During their lifetime logs can flow through different environments with different level of security and access, and it’s hard to be 100% sure where your logs will be at any point in the future. It’s not uncommon to ingest your logs into different external cloud-based solutions (e.g. Elasticsearch or Datadog) for monitoring and further analysis. Older logs might be stored for a long term in a complete (e.g. S3).

When you’re dealing with logs, these are the important questions you should ask yourself:

  • Can logs contain secrets or customer information?
    • Sensitive information isn’t only passwords or secret tokens, but also so-called PII (Personal Identifiable Information) - anything that can be used to identify a specific person - e.g., full name, username, address, phone number, and any other official document number.
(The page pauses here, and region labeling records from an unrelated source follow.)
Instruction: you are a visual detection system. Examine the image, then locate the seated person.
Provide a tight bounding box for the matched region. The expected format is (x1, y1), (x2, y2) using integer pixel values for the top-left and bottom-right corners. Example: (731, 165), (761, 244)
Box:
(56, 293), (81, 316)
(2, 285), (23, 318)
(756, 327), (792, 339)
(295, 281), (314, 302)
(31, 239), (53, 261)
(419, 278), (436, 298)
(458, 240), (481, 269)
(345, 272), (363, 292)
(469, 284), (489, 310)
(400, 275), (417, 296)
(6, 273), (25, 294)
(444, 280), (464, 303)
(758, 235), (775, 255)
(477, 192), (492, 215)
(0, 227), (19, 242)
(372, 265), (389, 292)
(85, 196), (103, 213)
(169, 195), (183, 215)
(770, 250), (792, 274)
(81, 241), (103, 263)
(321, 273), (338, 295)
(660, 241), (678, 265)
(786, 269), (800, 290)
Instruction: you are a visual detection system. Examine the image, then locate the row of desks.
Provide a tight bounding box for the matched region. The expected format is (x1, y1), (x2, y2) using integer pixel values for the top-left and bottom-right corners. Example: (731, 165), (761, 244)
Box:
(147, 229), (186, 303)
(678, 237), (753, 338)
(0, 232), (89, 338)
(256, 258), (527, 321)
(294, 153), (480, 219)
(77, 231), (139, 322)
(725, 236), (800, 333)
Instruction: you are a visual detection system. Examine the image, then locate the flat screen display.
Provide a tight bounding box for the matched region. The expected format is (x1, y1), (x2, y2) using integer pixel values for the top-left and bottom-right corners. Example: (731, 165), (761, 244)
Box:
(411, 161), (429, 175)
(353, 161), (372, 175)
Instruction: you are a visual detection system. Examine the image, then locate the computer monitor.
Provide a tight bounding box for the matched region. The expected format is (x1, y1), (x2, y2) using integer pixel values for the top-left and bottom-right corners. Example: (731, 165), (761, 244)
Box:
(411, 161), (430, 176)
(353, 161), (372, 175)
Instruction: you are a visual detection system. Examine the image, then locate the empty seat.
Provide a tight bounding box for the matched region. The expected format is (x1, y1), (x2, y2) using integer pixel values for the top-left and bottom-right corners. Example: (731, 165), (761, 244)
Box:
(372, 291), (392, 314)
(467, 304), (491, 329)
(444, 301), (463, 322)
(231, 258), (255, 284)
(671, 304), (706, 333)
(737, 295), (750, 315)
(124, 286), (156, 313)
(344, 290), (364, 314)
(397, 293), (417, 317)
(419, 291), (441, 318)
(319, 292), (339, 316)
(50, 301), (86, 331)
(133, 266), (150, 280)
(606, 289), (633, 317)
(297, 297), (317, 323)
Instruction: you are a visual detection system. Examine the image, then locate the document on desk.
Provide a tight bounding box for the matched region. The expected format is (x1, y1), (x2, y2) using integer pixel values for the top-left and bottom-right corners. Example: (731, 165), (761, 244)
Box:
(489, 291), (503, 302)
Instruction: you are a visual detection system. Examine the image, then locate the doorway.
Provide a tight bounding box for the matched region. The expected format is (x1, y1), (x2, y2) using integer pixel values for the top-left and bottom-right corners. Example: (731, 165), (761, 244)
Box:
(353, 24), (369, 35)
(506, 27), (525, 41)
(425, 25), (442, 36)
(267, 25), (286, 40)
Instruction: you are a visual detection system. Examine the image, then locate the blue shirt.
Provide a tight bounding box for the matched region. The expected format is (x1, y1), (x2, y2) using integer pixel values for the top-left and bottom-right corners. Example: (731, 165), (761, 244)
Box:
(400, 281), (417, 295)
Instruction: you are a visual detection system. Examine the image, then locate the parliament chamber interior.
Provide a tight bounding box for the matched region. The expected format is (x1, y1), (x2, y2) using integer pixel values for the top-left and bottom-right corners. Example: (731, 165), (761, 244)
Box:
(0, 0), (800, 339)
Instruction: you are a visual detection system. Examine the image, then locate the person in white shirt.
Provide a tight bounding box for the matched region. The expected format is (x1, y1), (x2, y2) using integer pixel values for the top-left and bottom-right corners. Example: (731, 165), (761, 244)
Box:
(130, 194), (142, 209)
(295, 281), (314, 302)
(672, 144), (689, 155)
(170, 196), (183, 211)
Even if you rotate leaked passwords in your application, they might still be valid in other places. Unfortunately, people like to reuse passwords.
  • If I log exceptions, do I fully trust all the fields that will be logged?
    • Usually, developers pay attention to the data and responses they send to the user, but throwing exceptions is another important program flow that leads to returning some data to the user that might be sensitive too, but it’s often ignored. Exceptions can include file paths, environment variables, request and response headers that might include credentials and cookies.
  • Who can access logs during their entire lifetime?
    • You should think about where your logs go after they are logged, how they are stored, and who might potentially have access to them. The safest assumption is that logs might eventually be exposed to the public in one way or another, so it’s better to be careful with logging anything that can be potentially sensitive.
  • Can logs contain user content that can be weaponized?
    • There is an entire class of vulnerabilities that can be exploited through logs, so-called log injections. It can be anything, from making your terminal unusable to remote code execution where the attacker can execute binaries in your environment. It can be quite scary. I'd encourage you to read more about Log4Shell and log injections.

That wraps up today's post, thanks for taking the time to read it!